INTEGRATING FAULT GEOMETRY AND KINEMATICS INTO LANDSCAPE EVOLUTION MODELS IN CENTRAL NEPAL: A TALE OF TWO SECTIONS


MCQUARRIE, Nadine1, GHOSHAL, Suryodoy1 and EIZENHOEFER, Paul2, (1)Department of Geology and Environmental Science, University of Pittsburgh, Pittsburgh, PA 15260, (2)School of Geographical & Earth Sciences, University of Glasgow, Glasgow, Scotland G12 8QQ, United Kingdom

The topographic front of the high Himalaya is markedly linear over an along-strike distance of 400 km despite marked lateral changes in the locations and traces of mapped structures and variations in lithology. To evaluate the lateral continuity of mapped structures, fault geometry and kinematics and the resulting topographic evolution we constructed three cross sections across an along-strike distance of 150 km. We evaluated these cross sections by their ability to replicate mapped surface geology and measured thermochronometric dates. We used the best fit kinematics and geometry of two of these cross sections centered along the Marsyangdi and Budhi Gandaki rivers as inputs into landscape evolution models (using CASCADE) to assess if the proposed geometry and associated kinematics can reproduce the observed topography and geomorphic metrics such as relief, normalized river steepness index (Ksn), and locations and magnitude of short term (ka) erosion rates. Topography is created by uplift over subsurface ramps, horizontal translation of this previous uplifted topography and uplift at both frontal and out-of-sequence (OOS) surface breaking faults. The experiments confirm that displacement along major Himalayan faults control the first-order topography of the orogen observed today. However, long-lived activity on the Main Boundary Thrust (MBT) at the southern edge of the Himalayas inhibited river incision to the north. Marked changes in the width of the orogen to the MBT while it was active, and the number of thrusts that repeat the Siwalk section between the MBT and Main Frontal Thrust (MFT), alters the age and magnitude of river incision between the two sections. These experiments emphasize the importance of OOS and forward propagating faults to facilitate the northward propagation of incision due to temporary inactivity of the Main Boundary Thrust.
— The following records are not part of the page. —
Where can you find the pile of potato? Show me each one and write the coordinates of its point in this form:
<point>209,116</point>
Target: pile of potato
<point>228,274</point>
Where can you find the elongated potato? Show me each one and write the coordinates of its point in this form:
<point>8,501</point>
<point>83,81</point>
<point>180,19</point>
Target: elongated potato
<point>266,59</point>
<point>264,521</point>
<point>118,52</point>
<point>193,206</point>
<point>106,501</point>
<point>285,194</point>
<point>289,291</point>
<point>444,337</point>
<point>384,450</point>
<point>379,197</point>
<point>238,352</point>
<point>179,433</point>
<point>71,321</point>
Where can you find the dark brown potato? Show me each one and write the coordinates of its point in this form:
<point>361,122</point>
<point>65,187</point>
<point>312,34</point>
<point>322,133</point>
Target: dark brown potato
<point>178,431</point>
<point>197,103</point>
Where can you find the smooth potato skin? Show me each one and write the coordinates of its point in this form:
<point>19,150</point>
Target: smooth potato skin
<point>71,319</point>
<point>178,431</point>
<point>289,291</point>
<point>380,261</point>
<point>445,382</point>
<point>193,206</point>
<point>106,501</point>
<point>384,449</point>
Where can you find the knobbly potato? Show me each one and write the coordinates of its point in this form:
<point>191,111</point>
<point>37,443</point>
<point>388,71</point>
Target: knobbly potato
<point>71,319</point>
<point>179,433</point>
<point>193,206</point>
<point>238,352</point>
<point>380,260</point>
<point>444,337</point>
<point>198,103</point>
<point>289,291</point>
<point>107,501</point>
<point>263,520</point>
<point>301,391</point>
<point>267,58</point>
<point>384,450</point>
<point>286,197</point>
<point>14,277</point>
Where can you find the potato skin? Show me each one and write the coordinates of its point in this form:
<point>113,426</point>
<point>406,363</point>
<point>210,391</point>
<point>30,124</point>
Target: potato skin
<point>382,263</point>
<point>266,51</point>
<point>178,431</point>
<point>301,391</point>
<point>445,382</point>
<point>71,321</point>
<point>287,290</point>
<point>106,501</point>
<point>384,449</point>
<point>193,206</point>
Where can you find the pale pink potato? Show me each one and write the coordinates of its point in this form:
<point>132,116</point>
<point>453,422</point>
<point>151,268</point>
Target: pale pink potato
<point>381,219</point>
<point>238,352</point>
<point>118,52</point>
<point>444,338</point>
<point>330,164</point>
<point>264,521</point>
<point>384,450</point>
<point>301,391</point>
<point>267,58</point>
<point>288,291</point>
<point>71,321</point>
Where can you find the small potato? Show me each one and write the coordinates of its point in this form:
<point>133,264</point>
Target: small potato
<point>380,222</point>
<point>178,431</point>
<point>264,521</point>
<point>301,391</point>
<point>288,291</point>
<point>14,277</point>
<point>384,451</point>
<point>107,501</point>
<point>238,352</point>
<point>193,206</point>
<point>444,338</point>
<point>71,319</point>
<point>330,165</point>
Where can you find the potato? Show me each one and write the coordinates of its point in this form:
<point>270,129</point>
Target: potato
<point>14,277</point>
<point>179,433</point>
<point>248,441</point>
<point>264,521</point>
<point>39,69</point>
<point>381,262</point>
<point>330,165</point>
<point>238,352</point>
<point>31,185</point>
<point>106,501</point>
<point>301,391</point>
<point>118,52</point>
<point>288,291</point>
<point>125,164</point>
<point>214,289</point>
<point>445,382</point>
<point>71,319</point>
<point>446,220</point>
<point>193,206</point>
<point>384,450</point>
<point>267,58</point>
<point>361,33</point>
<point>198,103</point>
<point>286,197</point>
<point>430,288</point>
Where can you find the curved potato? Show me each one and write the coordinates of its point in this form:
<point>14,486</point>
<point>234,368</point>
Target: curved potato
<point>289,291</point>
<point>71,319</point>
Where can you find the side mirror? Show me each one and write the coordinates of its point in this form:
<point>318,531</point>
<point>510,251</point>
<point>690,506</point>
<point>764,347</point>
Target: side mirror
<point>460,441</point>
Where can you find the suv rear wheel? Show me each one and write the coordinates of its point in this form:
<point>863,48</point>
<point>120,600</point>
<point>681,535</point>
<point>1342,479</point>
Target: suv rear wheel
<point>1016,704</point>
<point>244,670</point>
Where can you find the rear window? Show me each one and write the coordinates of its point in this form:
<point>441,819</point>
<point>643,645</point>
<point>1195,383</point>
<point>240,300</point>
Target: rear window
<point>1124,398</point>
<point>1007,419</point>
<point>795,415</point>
They also highlight the significance of OOS faulting in promoting the documented increase in high Himalayan topography and relief at PT2. Difference in geometry (location of the MBT) and kinematics (when and where the MBT is reactivated) between these two sections may control the location of where major river systems (such as the Trishuli, Marsyangdi and Seti Gandaki) merge and form the Narayani River, and the ability of the Narayani to breach the zone of MBT uplift.